BAEC (1.5 × 10⁶ cells/mL) were mixed in equal volume with growth factor-reduced Matrigel™ (10 mg/mL) with or without 5 μg/mL mCRP ± 25 ng/mL FGF-2 in the presence or absence of pre-treatment (1 h) and co-treatment (24 h) of pharmacological inhibitors PD98059 (MAPK pathway inhibitor; 10 μM), LY294002 (PI3K pathway inhibitor; 10 μM), and DAPT (γ-secretase inhibitor; 10 μM). In 48-well plates (Nunc), each mixture was equally poured under a spot shape into two wells per experimental condition.
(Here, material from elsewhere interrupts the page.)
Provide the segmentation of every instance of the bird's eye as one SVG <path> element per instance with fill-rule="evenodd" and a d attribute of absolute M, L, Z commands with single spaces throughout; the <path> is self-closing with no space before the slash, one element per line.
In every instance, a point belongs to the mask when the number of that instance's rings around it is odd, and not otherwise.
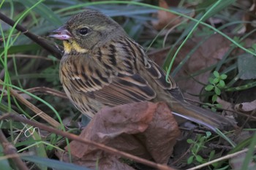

After polymerisation of the gel for 1 h at 37°C, each spot of cells embedded in Matrigel™ was bathed in 500 μL of complete medium. Each condition was performed in duplicate and complete medium or 0.05% DMSO-treated cells were used as negative controls. After 24 h incubation, some cells migrated, aligned to form tubes with the formation of closed areas lined by the tubes. The cells were fixed with 4% paraformaldehyde for 15 min and the number of closed areas, used as a parameter for quantification of tubulogenesis [37], was counted in 5 random fields.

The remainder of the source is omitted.